Pertence ao Código de Processo Civil (Lei n.º 41/2013, de 26 de Junho)
Este artigo estabelece os prazos e condições para uma das partes chamar terceiros a intervir num processo já em curso. O chamamento para intervenção é uma possibilidade que a lei prevê em situações específicas, mas apenas dentro de janelas temporais definidas. Basicamente, existem três cenários: quando falta alguém que deveria estar obrigatoriamente no processo desde o início (litisconsórcio necessário), quando se verificam certas situações de risco patrimonial ou direitos relacionados, ou quando a lei o permite noutras circunstâncias. Os prazos variam consoante o tipo de chamamento: alguns têm de ser feitos até ao fim da fase dos articulados (o período inicial de apresentação de petições), enquanto outros podem ser feitos até à contestação ou imediatamente depois. Qualquer chamamento carece de aprovação do tribunal, que ouvirá previamente a parte contrária para decidir se é aceitável.

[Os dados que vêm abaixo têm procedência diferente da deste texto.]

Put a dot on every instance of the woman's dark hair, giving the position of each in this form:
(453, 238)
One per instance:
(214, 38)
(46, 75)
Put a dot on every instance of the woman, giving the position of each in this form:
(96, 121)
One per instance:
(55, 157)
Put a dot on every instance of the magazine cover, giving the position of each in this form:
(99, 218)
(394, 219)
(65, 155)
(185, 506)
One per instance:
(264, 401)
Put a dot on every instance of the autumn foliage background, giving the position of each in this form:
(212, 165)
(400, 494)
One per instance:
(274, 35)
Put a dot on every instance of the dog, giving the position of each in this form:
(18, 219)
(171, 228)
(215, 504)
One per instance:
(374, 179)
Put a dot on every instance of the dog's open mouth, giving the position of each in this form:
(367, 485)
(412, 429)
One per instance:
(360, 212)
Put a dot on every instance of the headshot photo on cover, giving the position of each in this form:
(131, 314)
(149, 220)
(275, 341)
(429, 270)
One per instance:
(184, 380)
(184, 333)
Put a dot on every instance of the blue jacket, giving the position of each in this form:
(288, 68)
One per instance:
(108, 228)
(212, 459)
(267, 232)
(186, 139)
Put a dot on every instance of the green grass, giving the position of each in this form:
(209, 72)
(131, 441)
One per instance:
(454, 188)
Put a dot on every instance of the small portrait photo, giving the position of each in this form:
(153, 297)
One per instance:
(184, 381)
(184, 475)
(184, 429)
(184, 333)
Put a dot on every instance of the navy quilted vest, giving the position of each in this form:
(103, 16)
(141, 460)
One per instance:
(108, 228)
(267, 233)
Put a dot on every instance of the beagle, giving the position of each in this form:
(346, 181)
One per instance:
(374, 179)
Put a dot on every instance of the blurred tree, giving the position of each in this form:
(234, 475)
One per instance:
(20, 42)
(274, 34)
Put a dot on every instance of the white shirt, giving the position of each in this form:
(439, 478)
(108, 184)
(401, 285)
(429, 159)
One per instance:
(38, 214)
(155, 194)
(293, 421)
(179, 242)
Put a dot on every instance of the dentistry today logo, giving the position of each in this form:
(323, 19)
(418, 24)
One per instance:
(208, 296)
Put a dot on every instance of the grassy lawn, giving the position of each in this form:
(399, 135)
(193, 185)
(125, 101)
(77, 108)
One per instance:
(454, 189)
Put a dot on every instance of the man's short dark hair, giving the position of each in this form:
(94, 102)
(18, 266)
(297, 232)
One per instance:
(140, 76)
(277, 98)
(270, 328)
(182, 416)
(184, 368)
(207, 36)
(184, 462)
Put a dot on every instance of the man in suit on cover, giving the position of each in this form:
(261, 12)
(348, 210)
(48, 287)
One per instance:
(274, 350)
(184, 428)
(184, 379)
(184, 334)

Uma empresa processa um fornecedor por não cumprir contrato. O tribunal repara que o contrato envolvia obrigações de uma terceira empresa parceira, cuja presença era obrigatória no processo. O fornecedor pode pedir ao tribunal para chamar essa terceira empresa, desde que o faça antes de terminar a fase de apresentação de petições iniciais.
Um credor processa um devedor para receber uma dívida. O devedor teme que o credor, se ganhar, exija pagamento de forma que afete terceiros. O devedor pode chamar esses terceiros ao processo na sua resposta (contestação), pedindo ao tribunal autorização para isso com base em direitos que lhes dizem respeito.
Já decorrem diligências probatórias avançadas quando uma das partes tenta chamar um terceiro que deveria ter sido convocado muito antes. O tribunal, ouvida a parte contrária, poderá rejeitar este chamamento por ser extemporâneo e prejudicar a boa marcha do processo.